Die Verlagerung der Gesetzgebungskompetenz wird in Fachkreisen parteiübergreifend abgelehnt, denn hier wird ein Kernbereich staatlicher Tätigkeit berührt, der besonders intensive Eingriffe in die Grundrechte legitimiert. Es wäre ein Verstoß gegen das Gebot gleicher Lebensverhältnisse in den Ländern, wenn derart erhebliche Grundrechtsbeschränkungen unterschiedlich ausgestaltet würden. Bliebe es nicht bei einer bundeseinheitlichen Regelung, würden wir alsbald 16 verschiedene Landesgesetze haben mit der Folge, dass die über 100 Jahre lang als Ziel angestrebte Einheit des Strafvollzugsrechts aufgelöst wäre. Die Folge wäre eine Rechtszersplitterung. Gerade

das Strafvollzugsgesetz bildet aber eine Einheit mit dem Strafgesetzbuch und dem Strafprozessrecht. Es wäre eine seltsame Vorstellung, wenn das Recht, nach dem ein Straftäter sich schuldig gemacht und nach dem er verurteilt wird, einheitlich wäre und nur das Recht, nach dem die Strafe vollstreckt zu werden hat, von Bundesland zu Bundesland unterschiedlich wäre.

(Beifall bei der SPD und der GAL)

Die Qualität des deutschen Strafvollzuges ist bei allen Schwächen, die es im Einzelnen gibt und bei allen Mängeln, die immer wieder auftauchen, gut.

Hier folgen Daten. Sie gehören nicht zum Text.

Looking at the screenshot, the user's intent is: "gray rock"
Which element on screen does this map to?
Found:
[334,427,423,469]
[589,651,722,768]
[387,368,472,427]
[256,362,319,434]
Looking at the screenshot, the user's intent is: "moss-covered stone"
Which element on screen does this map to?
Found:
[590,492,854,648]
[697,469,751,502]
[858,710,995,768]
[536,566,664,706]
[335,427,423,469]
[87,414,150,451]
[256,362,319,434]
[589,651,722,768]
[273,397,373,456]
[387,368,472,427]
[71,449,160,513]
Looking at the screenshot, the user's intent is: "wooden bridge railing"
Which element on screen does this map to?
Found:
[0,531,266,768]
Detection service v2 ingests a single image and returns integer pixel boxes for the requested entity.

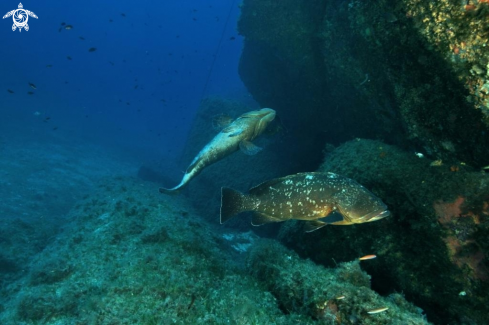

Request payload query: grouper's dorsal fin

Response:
[221,125,243,137]
[239,140,262,156]
[248,176,289,195]
[251,211,283,226]
[212,114,233,130]
[304,220,327,232]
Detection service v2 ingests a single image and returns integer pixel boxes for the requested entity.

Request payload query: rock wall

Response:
[238,0,489,166]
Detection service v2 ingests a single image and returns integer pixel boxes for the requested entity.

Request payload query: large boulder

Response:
[238,0,489,166]
[279,139,489,324]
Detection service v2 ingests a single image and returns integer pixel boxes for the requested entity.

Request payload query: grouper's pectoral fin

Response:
[239,140,262,156]
[251,211,283,226]
[304,220,327,232]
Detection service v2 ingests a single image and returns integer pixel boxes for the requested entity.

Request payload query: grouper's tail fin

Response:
[160,173,193,195]
[221,187,248,224]
[159,186,180,195]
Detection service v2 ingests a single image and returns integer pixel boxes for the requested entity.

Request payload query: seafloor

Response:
[0,133,427,325]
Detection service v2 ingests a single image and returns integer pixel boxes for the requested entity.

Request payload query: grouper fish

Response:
[221,172,390,232]
[160,108,275,194]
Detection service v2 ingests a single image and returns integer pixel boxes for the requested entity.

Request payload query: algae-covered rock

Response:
[247,240,428,325]
[238,0,489,167]
[0,178,314,325]
[280,139,489,324]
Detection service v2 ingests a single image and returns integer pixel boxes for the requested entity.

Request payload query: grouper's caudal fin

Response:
[221,187,252,224]
[159,173,192,194]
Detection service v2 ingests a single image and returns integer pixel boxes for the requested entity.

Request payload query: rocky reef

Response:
[279,139,489,324]
[238,0,489,167]
[0,177,426,325]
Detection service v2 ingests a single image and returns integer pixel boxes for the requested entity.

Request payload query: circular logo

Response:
[13,9,29,28]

Dies hat nicht zuletzt mit den gesetzlichen Regelungen zu tun, nach denen Strafvollzug in Deutschland stattfindet.

Nicht umsonst nehmen sich die jungen Demokratien in Osteuropa die deutschen Regelungen in diesem Bereich zum Vorbild. Es steht zu befürchten, dass eine Zersplitterung dieser Vorschriften in 16 Einzelgesetze zu erheblichen Qualitätsverlusten und Rückschlägen im Strafvollzug insgesamt führen werden, denn einher geht nicht gerade ein Mehr, sondern ein Weniger an Sicherheit. Die Zusammenarbeit der Länder würde überdies erschwert werden, wenn es zum Beispiel um die Verlegung von Gefangenen oder die Bildung von Vollzugsgemeinschaften geht.

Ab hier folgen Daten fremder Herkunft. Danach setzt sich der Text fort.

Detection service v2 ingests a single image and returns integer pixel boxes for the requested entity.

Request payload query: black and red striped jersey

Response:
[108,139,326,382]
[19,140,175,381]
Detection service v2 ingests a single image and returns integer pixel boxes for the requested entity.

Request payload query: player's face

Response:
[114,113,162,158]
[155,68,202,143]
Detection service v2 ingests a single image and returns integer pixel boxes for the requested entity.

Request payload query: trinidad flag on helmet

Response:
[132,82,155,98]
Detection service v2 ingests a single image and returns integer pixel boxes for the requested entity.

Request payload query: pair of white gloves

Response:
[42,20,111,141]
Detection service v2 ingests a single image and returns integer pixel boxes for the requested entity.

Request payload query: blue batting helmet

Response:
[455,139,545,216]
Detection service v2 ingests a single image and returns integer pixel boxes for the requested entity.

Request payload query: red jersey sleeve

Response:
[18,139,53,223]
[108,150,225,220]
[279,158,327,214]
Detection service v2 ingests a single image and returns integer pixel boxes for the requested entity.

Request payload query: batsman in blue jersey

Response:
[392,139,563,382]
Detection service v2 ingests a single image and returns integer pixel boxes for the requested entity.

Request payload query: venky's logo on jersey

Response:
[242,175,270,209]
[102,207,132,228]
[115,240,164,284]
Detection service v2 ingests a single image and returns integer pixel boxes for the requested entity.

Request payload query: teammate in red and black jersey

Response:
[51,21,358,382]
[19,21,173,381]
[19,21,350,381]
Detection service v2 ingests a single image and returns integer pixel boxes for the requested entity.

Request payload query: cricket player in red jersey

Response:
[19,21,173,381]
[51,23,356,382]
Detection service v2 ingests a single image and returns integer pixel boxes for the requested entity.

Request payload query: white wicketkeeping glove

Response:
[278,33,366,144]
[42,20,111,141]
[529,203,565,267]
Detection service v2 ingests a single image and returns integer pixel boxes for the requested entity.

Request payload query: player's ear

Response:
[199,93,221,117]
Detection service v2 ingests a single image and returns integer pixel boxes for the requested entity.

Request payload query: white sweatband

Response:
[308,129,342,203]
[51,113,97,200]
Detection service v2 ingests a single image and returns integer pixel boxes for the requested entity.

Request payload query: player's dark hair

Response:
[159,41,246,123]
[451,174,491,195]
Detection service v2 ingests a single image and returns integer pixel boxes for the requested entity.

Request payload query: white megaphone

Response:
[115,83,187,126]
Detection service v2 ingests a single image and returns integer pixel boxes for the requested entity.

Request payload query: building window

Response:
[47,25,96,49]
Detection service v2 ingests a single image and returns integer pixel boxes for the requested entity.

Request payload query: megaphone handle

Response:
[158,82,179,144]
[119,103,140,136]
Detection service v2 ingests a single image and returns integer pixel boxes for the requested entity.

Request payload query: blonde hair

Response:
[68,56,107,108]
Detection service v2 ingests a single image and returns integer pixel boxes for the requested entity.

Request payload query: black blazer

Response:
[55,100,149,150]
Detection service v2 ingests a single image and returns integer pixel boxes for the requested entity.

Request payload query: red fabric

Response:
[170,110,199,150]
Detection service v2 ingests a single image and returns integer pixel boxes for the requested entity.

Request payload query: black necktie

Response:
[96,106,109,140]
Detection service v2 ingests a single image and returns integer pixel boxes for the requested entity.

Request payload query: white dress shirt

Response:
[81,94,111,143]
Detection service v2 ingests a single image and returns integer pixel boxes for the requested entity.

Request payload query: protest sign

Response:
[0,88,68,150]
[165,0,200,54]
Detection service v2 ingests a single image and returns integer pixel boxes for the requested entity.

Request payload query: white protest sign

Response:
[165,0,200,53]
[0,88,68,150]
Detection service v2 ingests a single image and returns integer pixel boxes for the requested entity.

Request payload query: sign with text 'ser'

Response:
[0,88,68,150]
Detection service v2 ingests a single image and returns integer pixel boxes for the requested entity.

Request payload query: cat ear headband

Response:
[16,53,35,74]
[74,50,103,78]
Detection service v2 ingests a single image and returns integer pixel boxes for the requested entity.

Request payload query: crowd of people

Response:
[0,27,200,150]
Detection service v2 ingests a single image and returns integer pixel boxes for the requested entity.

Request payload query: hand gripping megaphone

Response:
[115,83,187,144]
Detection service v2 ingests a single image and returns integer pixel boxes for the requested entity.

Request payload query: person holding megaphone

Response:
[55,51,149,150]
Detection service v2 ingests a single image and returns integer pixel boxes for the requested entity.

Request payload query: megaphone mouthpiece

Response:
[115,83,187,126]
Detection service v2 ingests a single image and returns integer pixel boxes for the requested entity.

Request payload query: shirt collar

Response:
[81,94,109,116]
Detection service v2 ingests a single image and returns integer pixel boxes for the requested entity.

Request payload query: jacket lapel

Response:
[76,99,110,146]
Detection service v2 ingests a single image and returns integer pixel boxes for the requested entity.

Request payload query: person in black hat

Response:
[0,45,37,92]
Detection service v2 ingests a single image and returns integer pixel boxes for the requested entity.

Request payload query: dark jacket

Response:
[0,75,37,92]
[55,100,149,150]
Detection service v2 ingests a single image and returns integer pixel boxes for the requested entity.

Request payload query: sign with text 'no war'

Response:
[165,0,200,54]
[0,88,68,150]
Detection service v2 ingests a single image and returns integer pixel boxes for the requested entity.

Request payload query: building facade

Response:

Aus diesen Gründen appellieren wir an die Entscheidungsträger im Bund und in den Ländern – und dazu gehören, Frau Spethmann, natürlich auch die Hamburger SPD-Bundestagsabgeordneten und die SPD-Minister in Berlin, ich selbst habe mit der Justizministerin in Bonn darüber gesprochen –: Belassen Sie es bei den bisherigen Regelungen. Der Strafvollzug in Deutschland muss seinen einheitlichen hohen Standard halten.

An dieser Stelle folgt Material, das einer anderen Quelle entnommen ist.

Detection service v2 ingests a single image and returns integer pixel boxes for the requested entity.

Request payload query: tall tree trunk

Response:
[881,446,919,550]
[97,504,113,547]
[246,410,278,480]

(Beifall bei der SPD und vereinzelt bei der GAL)

Zum Schluss noch Folgendes: Es sind hin und wieder Bedenken geäußert worden, das ganze Vorhaben der Föderalismusreform könne platzen, wenn man das Paket aufschnürt. Meine Damen und Herren, die bundesweite Diskussion – gerade in der letzten Zeit – hat gezeigt, dass es nicht nur bei unserem heutigen Thema, das manche vielleicht für ein Nischenthema halten – sicher zu Unrecht –, Änderungsbedarf gibt. Auch andere Komplexe der Föderalismusreform, zum Beispiel bei der Bildung oder im Umweltbereich, sind berechtigterweise massiv in die Kritik geraten.

(Beifall bei der SPD und der GAL)

Da das parteiübergreifend geschieht, sollten die Verantwortlichen den Mut und die Kraft haben, die notwendigen Nachbesserungen gemeinsam zu lösen, ohne das große Ganze, das wir auch wollen, zu gefährden. Es ist noch nicht zu spät. – Ich danke Ihnen für die Aufmerksamkeit.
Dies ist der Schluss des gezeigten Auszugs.